Hi Eric,I'm doing just great - although I've slipped off the wagon at day 28 due to illness and finding it difficult to get back in to the tapes.I'm now sleeping all night through without waking for the first time in a year - so I'm chuffed to bits about that.The pain is also much better - more tolerable and not nearly as severe as it was - say about 2-3 on the discomfort scale instead of 9-10.I'm also feeling so much more positive than before - I remember getting p****d off everyday about having IBS - and now I don't really think about it that much - its a minor detail in my life.The only problem I'm having is the motivation to get going on the tapes again....any words of inspiration?Clair


----------



## BQ (May 22, 2000)

Clair, I dunno why I don't have problems staying on schedule. Maybe it is because I'm thinking of the hypno like it is a "medication" that I "take" everyday. I don't forget my BP medicine, I take that no matter HOW I'm feeling. So in my mind I guess I just consider it the same. Plus I really try to do ONE thing just for me everyday. I thought in the beginning that using the hypno as my 1 thing was kinda like "cheating"

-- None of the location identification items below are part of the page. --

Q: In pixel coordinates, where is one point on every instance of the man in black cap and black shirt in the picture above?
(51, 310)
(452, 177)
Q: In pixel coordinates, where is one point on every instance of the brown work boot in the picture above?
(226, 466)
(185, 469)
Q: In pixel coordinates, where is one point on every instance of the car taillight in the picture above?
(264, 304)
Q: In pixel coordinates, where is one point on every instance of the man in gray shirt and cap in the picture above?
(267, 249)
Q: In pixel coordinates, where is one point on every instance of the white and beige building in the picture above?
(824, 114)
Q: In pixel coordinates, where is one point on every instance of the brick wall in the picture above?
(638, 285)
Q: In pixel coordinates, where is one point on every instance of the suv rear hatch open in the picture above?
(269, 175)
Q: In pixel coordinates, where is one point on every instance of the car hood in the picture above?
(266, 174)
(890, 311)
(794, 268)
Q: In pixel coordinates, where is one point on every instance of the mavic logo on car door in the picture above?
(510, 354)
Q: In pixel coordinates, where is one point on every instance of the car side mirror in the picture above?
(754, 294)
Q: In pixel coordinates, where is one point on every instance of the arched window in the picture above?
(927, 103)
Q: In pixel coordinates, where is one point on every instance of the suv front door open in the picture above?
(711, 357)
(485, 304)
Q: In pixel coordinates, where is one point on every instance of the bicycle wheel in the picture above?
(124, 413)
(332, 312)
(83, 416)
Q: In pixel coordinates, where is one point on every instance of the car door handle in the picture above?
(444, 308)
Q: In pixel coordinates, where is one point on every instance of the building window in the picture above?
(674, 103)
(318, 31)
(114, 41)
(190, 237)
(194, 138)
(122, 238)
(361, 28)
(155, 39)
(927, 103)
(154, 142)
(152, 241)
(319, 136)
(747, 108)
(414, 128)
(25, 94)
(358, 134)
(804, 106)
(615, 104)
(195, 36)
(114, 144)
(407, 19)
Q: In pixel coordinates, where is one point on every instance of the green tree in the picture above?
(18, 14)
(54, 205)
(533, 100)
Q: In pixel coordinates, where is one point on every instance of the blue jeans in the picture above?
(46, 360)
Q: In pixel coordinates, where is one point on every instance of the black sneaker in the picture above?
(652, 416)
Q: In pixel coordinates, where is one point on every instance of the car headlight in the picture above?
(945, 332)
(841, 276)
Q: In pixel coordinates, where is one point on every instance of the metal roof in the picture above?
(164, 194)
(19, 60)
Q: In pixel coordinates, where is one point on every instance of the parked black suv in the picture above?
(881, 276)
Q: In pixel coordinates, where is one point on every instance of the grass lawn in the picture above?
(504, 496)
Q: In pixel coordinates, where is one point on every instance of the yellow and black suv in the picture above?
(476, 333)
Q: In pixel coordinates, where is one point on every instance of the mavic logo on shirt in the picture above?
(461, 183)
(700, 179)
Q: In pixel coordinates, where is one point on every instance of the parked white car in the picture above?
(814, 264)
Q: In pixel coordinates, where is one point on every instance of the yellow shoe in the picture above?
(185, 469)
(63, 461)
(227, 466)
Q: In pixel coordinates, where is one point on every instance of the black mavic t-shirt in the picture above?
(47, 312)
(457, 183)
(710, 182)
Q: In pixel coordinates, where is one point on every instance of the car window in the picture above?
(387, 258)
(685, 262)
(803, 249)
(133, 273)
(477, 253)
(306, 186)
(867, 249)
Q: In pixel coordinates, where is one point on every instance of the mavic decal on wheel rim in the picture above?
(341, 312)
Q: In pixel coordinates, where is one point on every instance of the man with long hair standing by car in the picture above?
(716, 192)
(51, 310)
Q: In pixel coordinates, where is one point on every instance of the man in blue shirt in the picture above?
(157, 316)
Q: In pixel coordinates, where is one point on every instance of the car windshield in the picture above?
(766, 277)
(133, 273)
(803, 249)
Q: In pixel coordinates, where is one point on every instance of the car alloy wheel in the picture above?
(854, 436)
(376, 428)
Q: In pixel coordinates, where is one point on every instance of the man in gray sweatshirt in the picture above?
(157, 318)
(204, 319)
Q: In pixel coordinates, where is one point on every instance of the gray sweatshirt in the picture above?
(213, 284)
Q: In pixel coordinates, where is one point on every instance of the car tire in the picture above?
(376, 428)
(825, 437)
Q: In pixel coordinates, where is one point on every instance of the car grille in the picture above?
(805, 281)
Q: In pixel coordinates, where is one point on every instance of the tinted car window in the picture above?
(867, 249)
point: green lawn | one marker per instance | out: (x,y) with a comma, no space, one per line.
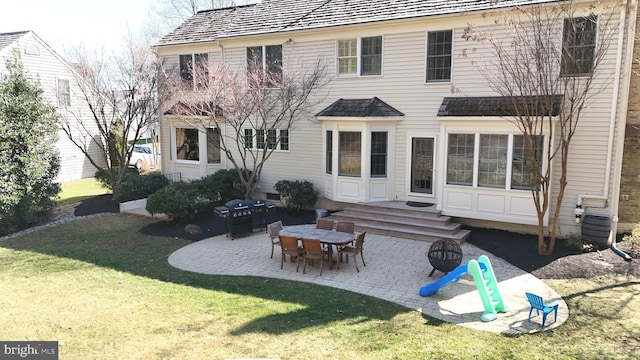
(105,290)
(80,190)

. But now I figure it is a BONUS like I'm getting something for hardly ANY effort at all. Also IF I'm feeling bad I look at the hypno as at least 1 thing I can do for myself that I *KNOW* will be helpful to me.The only time I had REAL trouble putting the tape on was when I was feeling very angry & emotionally upset. Didn't think my sub-con would be all THAT receptive with all that stuff flying around my conscious!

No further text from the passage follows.